In a historic move, the U.S. Federal Reserve lowered its target range for the federal funds rate to between zero and 0.25 per cent on Sunday.
The Fed is taking the emergency action in a bid to help alleviate the extreme economic disruption caused by the spread of the coronavirus. It said it intends to maintain rates at these levels until it’s confident the U.S. has weathered the impacts.
The cut comes after a week when markets around the world saw some truly significant losses. In Canada, many are already referring to March 12 as Black Thursday, since it was the most damaging day the TSX/S&P composite index has seen since 1940.
With central banks running out of ammunition, institutional investors will be watching other economic signals closely.
“Efforts to contain the outbreak will likely bring economies to a standstill, so investors should be looking to fiscal policy for spending to bolster health-care systems, as well as households and smaller companies facing cash-flow problems,” said Kurt Reiman, managing director and chief Canadian investment strategist at BlackRock Inc., in an email to Benefits Canada.
“Central banks moved preemptively and aggressively to encourage borrowing, soften the tightening in financial conditions and shore up the financial system against liquidity pressures. But monetary authorities are quickly reaching their limits. The baton is now in the hands of governments to provide aggressive stimulus.”

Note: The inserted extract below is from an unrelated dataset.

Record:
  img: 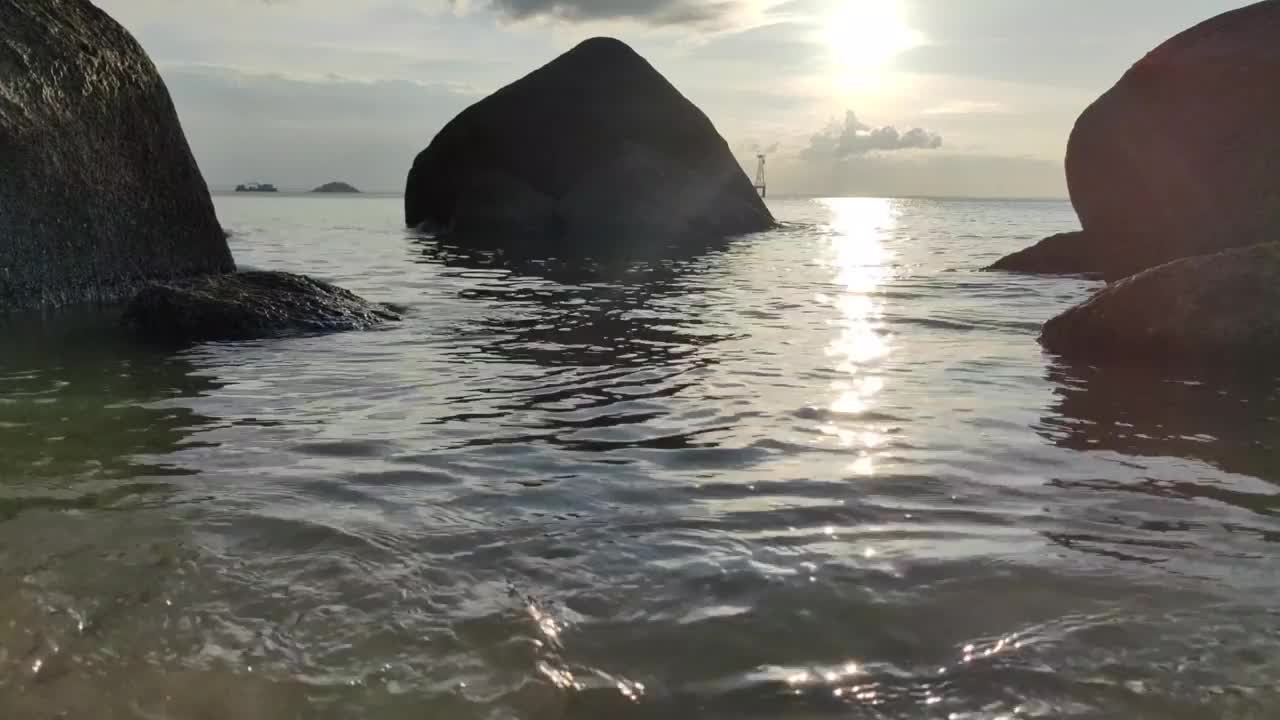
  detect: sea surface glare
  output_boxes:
[0,195,1280,720]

Canada’s central bank does have further ammunition, he added. “The Bank of Canada isn’t finished cutting rates — that was true before Sunday’s Fed decision and it’s especially true now. There’s very little standing in the way of the BoC bringing policy rates to zero.”

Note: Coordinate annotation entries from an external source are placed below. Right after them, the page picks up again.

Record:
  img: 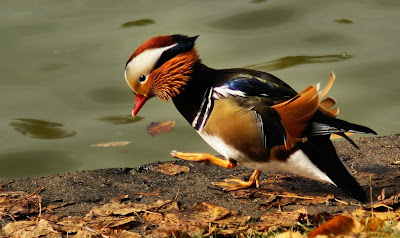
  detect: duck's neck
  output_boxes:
[172,62,217,129]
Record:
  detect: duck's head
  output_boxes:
[125,35,198,116]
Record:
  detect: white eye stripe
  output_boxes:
[125,44,176,84]
[127,44,176,70]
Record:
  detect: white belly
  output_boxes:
[199,132,335,185]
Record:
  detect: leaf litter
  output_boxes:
[0,182,400,238]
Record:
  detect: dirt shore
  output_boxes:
[0,134,400,235]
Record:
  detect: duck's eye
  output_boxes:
[139,75,146,83]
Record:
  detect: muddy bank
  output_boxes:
[0,134,400,233]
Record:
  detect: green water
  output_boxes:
[0,0,400,177]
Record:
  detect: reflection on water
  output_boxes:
[10,118,76,139]
[0,0,400,177]
[0,150,79,178]
[97,115,143,125]
[334,18,354,24]
[39,63,70,71]
[246,53,354,71]
[210,8,294,30]
[121,18,156,28]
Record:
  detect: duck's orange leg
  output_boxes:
[171,150,261,191]
[212,170,261,191]
[171,150,237,169]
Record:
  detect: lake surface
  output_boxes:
[0,0,400,177]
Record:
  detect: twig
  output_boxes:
[23,186,43,199]
[83,227,110,238]
[369,174,374,217]
[174,187,181,202]
[335,198,349,205]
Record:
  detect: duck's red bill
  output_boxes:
[132,94,148,117]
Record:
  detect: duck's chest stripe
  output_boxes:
[192,88,214,132]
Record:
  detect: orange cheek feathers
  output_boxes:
[132,94,148,117]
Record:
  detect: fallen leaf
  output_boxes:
[360,217,385,232]
[275,231,304,238]
[255,207,307,230]
[9,118,76,139]
[90,141,131,147]
[152,163,190,175]
[147,121,175,137]
[308,215,361,238]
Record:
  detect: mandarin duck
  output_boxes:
[125,35,376,202]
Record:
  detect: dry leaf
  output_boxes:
[90,141,131,147]
[275,231,304,238]
[308,215,360,238]
[147,121,175,137]
[255,207,307,230]
[152,163,190,175]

Given the uncertainty about how long the crisis will last and how effective public health measures will prove to be, the environment for risk assets has changed dramatically, with the cushion normally provided by safe havens like government bonds significantly diminished as yields tumble, he said.
The Canadian Imperial Bank of Commerce and the Royal Bank of Canada were among the many banks and economists predicting late last week that Canada will enter a recession this year, mainly due to the coronavirus, market uncertainty and slumping oil prices.
In addition to Sunday’s cut, the Fed has been ramping up bond buying and has announced a US$1.5 trillion short-term financing extension.
“This firepower unequivocally confirms a Fed that is intent on flooding the U.S. and international markets with liquidity,” said Dec Mullarkey, managing director of investment strategy at SLC Management, in a statement.
The Fed is eager to maintain the functionality of credit markets and avoid interruptions to cash flow that could impact U.S. jobs, thereby harming the American consumer base, he added.
“The Fed sees the consumer as the pillar of the economy and, in turn, wants to help companies bridge what could be months of dislocation as the virus dents activity. While reassuring that the Fed wants to attack the current crisis with all its policy might, the subtext that serious cracks and storm clouds are developing is not lost on markets.”